A 67-year-old woman, presented with recent pain (2 months) on the left scapular region radiating to the ipsilateral shoulder and back, aggravated by deep inspirations and harm movements. At physical examination no palpable mass was felt. She had a shoulder ultrasound and a chest X-ray, both of which were considered normal.
An MRI T1, T2 and STIR sequence was performed, without contrast. No contrast enhanced imaging was acquired.
A lesion with 33 mm of axial length, superficial to the inferior angle of the left scapula and deeper in relation to the latissimus dorsi, rhomboid and anterior serratus was found.
This lesion had a lenticular shape, was uncapsulated and poorly circumscribed and had heterogeneous signal intensity, mainly with muscle signal intensity interspersed with fat attenuation (Fig. 1-3).
A lesion with the same appearance and smaller dimensions (axial length of 21 mm) was seen on the contralateral side (Fig. 4).
This study did not reveal any other important findings.
Elastofibroma Dorsi (ED) is a benign soft tissue lesion of the chest wall. It shouldn´t be considered a true neoplasm but instead a fibroelastic pseudotumour [1]. The pathogenesis of ED is still unclear, although repetitive microtrauma by friction between the scapula and the thoracic wall is considered to be the probable cause of the reactive hyperproliferation of fibroelastic tissue on the basis of this lesion [2]. They are almost all located in the infrascapular region between the thoracic wall, the serratus anterior and the latissimus dorsi (99%) [2].

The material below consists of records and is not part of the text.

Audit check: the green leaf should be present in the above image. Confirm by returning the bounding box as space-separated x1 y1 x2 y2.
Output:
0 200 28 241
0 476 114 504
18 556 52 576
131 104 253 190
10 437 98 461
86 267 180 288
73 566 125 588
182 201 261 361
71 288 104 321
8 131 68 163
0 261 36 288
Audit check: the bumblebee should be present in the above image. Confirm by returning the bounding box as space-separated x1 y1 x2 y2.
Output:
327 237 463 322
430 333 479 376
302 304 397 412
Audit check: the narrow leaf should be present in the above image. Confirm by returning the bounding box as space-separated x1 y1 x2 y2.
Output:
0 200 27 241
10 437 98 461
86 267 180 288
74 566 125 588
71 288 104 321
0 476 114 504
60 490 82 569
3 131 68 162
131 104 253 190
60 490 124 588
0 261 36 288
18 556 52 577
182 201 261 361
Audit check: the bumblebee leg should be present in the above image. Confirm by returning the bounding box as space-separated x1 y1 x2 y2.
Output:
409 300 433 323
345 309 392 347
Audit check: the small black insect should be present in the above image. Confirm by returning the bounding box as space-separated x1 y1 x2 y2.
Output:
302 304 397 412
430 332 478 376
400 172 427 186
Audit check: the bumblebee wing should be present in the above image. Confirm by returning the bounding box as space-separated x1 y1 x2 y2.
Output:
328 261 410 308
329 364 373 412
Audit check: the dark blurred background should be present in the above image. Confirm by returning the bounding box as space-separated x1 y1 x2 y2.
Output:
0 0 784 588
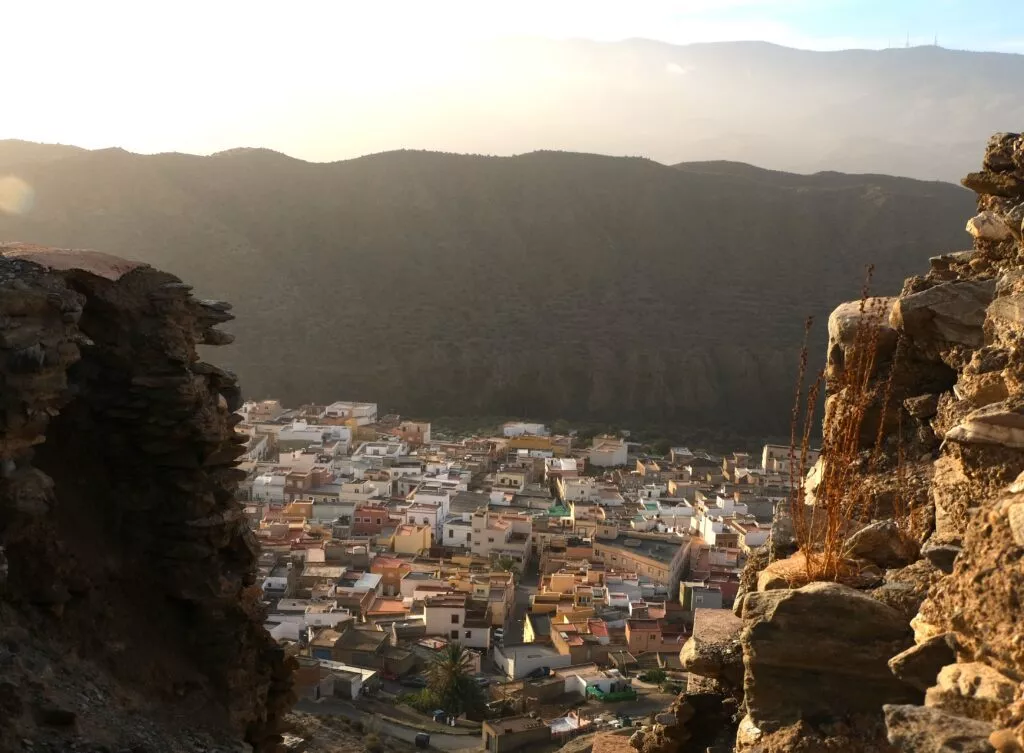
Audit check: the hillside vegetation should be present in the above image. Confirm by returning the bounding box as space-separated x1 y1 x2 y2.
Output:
0 142 973 432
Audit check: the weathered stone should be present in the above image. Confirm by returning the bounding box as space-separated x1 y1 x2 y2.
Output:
967 212 1011 242
988 729 1024 753
925 662 1017 721
679 609 743 687
931 454 976 541
921 541 964 575
889 633 956 693
844 520 916 568
885 705 993 753
891 280 995 347
758 552 807 591
946 399 1024 450
982 132 1021 172
953 372 1010 408
828 298 897 377
871 559 942 620
903 394 939 421
0 245 294 753
961 170 1024 199
988 293 1024 326
740 583 919 729
1007 500 1024 546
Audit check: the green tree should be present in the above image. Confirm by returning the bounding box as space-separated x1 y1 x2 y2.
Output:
427 642 484 716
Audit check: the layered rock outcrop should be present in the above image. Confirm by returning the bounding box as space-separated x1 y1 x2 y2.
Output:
634 134 1024 753
0 245 291 751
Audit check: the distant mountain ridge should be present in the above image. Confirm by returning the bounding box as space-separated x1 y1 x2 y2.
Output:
0 38 1024 182
0 143 973 433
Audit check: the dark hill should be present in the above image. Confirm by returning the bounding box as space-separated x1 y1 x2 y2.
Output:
0 142 972 433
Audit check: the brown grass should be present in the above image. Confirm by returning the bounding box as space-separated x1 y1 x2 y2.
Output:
790 266 909 582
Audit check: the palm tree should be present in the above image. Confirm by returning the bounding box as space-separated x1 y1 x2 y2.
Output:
427 642 483 716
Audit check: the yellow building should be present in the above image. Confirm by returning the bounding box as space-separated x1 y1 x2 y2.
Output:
391 524 433 554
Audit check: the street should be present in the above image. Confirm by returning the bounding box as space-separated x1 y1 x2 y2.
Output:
504 562 541 645
295 698 481 751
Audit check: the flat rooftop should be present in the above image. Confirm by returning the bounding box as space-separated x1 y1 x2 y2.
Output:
598 536 687 564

Described in many articles as uncommon [3, 4, 5], some studies state the opposite, for example reporting an incidence as high as 24.4% in autopsy studies of women over 55 year [6]. A female predominance is also commonly reported [2, 6, 7, 8]. This lesion is also commonly bilateral. In a review of 300 cases published from 1980 to 2009, a ratio of 1:1 (bilateral and unilateral) was found [8].
The majority of EDs are small and clinically silent, therefore they are often incidentally discovered on imaging. It classically presents as an ill-defined mass at the inferior pole of the scapula with symptoms that include swelling, discomfort, snapping, stiffness and occasionally pain [5].
MRI is the most reliable noninvasive technique for diagnosis. ED usually presents as a well-defined nodular lesion with semilunar-shape located in the inferior margin of the scapula, adjacent to the thoracic wall. They mostly show signal intensity comparable to that of muscle, interspersed with adipose strands conditioning a heterogeneous structure in T1 and T2- weighted images. On STIR-sequences the fatty tissue also showed low signal intensity, with a slightly higher intensity of the fibrous tissue. After administration of a contrast agent, normally faint, but also marked enhancement mimicking malignancy may be observed, a reason why administration of contrast is not recommended and neither necessary in typical cases. [2]
In incidental diagnosis of asymptomatic lesions there is no need for excision, as malignant transformation has never been described. Only in cases of discomfort, snapping or blocking scapula and pain, marginal resection is recommended [2].
It is of paramount importance to be aware of this relatively common and probably undiagnosed chest wall pseudotumour which in many cases, as in this one, is bilateral.
Bilateral elastofibroma dorsi
Based on the provided MRI images, a well-defined soft tissue lesion is observed under the left scapula on the chest wall. It appears crescent-shaped or round, located between the inferior pole of the scapula and the chest wall. The lesion’s signal characteristics on imaging are as follows:
Currently, there is no obvious destruction of the chest wall bone noted on the images, nor any clear indication of invasion into the pleura or adjacent structures. The lesion is primarily confined to the muscle layer or fascial spaces.
Based on the medical history and imaging findings, the following differential diagnoses can be considered:
Considering the patient's age, gender, the typical location (the subscapular region closely apposed to the chest wall), and the MRI appearance, the most likely final diagnosis is Elastofibroma dorsi. This lesion is regarded as a fibrous-elastic pseudotumor with a benign nature. The imaging characteristics and clinical symptoms are consistent with this diagnosis. Usually, a biopsy is not necessary for confirmation; however, if the presentation is atypical or there is diagnostic uncertainty, a histological examination may be considered.
Treatment Strategy:
Rehabilitation and Exercise Prescription Recommendations:
For this condition, the main goal is to reduce repetitive friction between the scapula and the chest wall and maintain normal functional range of motion of the shoulder joint and scapula. Follow a gradual, individualized rehabilitation principle (FITT-VP principle).
Patients with osteoporosis or compromised cardiopulmonary function should progress under professional guidance. Ensure adequate warm-up before exercise and closely monitor blood pressure, heart rate, and subjective fatigue levels during training to maintain safety.
Disclaimer:
This report is provided solely for general medical reference purposes and cannot replace an in-person consultation or professional physician’s diagnosis and treatment advice. Specific treatment should be determined by specialists based on the patient’s actual condition.